Taking a brief look into the history of Poland; the First Polish Republic [Polish-Lithuanian Commonwealth] lasted a period of 226 years before 1795. The First Republic was a dualistic state [bi-confederation of Poland & Lithuania] ruled by a common monarch.
A Partitioned Poland existed from 1795 to 1918 [123 years], partitioned amongst the Russian Empire, the Kingdom of Prussia as well as Habsburg Austria. Four years towards the end of this period, World War 1 commenced and ended with the cessation of a Partitioned Poland.
From 1918 to 1939 the Second Republic of Poland [Polish People’s Republic or inter-war Poland] was in session, until the Second World War took place in 1939 to 1945.
A Communist Poland took up reins in the aftermath of World War 2, from 1945 to 1989.
Post 1989, Poland’s government ended its 44 years of “one – party rule” as per the Second Polish Republic, and began a democratic transition which led to what we now know as the Third Polish Republic [Post Communism – Democratic Republic of Poland].
To answer the question of when Poland gained its independence, it was in the year 1918, making the country one year short from a century of independence on November 11th 2017.
Saturday November 11th was a wet and cold day that had me in bed blogging away, waiting on the hour that my friends and I had planned to go and watch the Independence parade in Poznan’s Plac.

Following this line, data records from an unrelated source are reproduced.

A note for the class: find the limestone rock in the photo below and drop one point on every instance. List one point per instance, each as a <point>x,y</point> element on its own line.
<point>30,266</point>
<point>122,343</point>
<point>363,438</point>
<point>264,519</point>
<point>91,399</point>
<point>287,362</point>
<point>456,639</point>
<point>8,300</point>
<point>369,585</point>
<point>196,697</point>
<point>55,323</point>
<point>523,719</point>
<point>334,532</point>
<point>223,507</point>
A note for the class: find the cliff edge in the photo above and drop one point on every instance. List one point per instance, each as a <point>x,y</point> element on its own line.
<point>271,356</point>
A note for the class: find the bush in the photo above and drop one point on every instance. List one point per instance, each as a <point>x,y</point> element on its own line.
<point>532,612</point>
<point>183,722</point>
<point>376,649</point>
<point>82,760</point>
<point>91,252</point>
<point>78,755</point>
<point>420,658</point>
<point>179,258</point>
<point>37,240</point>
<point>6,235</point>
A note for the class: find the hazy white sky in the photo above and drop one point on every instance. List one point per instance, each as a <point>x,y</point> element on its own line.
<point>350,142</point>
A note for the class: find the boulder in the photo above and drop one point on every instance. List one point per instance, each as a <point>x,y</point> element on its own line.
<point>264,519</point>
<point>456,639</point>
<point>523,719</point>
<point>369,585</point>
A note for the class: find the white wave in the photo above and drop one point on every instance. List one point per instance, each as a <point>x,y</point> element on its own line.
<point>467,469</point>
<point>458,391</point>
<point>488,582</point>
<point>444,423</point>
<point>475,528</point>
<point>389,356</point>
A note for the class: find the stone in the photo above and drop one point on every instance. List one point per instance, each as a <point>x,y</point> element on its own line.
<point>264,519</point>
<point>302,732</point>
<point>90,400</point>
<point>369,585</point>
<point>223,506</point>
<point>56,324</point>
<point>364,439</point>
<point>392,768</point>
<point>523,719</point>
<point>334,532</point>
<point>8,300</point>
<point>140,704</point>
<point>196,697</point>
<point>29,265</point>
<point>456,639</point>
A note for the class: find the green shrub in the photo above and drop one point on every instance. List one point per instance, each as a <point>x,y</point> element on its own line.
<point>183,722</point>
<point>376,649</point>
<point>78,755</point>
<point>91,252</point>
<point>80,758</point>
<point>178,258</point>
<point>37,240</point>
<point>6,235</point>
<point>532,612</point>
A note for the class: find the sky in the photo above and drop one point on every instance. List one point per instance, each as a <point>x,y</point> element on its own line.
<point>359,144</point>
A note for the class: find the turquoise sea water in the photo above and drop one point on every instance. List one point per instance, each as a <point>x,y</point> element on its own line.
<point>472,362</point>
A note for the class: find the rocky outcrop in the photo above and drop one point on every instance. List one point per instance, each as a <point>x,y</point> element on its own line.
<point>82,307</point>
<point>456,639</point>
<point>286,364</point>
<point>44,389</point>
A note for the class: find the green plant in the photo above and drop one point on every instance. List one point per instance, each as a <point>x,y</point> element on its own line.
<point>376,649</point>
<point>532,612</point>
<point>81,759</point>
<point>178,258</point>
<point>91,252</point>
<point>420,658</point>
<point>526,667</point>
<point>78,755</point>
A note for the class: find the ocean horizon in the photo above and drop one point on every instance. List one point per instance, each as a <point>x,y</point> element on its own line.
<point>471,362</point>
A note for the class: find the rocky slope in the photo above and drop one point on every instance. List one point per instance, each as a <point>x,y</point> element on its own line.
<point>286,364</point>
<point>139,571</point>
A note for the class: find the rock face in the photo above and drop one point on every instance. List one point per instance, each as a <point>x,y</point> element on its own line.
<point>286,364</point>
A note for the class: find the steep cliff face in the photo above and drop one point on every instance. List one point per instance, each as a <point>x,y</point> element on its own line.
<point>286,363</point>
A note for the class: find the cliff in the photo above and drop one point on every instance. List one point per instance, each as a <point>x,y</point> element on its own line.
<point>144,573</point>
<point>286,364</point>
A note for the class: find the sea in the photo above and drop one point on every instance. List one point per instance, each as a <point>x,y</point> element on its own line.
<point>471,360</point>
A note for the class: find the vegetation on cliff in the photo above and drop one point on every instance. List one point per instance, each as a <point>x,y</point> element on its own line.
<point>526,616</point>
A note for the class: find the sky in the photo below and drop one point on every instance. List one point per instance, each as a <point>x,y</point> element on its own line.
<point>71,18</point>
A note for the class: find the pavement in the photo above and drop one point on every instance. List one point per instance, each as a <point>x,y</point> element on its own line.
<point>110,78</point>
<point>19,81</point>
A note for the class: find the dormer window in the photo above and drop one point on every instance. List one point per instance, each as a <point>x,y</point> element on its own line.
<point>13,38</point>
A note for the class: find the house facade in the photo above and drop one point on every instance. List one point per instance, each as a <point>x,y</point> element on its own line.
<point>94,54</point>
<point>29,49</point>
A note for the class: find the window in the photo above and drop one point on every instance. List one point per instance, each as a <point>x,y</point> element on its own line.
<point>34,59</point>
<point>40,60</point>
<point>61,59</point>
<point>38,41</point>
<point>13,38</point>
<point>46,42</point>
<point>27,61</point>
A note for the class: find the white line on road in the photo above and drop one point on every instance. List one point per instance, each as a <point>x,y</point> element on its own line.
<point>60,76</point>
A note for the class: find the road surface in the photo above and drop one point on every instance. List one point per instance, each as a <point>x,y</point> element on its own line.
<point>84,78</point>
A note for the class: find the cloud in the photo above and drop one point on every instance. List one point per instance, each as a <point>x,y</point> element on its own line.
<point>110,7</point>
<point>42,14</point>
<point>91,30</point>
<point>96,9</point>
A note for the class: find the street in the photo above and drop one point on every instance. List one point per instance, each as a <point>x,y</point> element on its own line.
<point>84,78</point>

Mickiewicza and despite the harsh weather, people were out in numbers.
To try and keep warm, my friends & I headed for the Zamek, a castle cultural center were we viewed photographs and historic depictions of Poland’s history. In the process of touring the Zamek, we stumbled upon a group of people getting ready for the parade.
Our first contact was with some lovely ladies robed in white gowns & red capes, both colors a representation of the bi-colored Polish National flag.
The moment was so intriguing I asked whether I could take picture of them. Upon agreeing, they suggested we join the group pictures and ultimately offered to dress us as they were dressed.
After completion of costumes and once it had been decided that we too would partake in the parade, we went ahead to see soldiers adding finishing touches to their costumes and chanting amongst themselves. They were to parade a historical reconstruction of Polish soldiers who had fought in the war that led to the country’s independence. It was a delight to be in the midst of such a joyous celebration.
The parade began.
Stepping into the drizzling rain, the crowd was enormous! They waved and smiled as the parade party passed by. The experience was exhilarating – celebrating the National Independence Day of Poland alongside the Poles, waving to children in the crowds and taking so many pictures along the way.
The day could not have been any more special, all thanks to the lovely ladies in white gowns and red capes.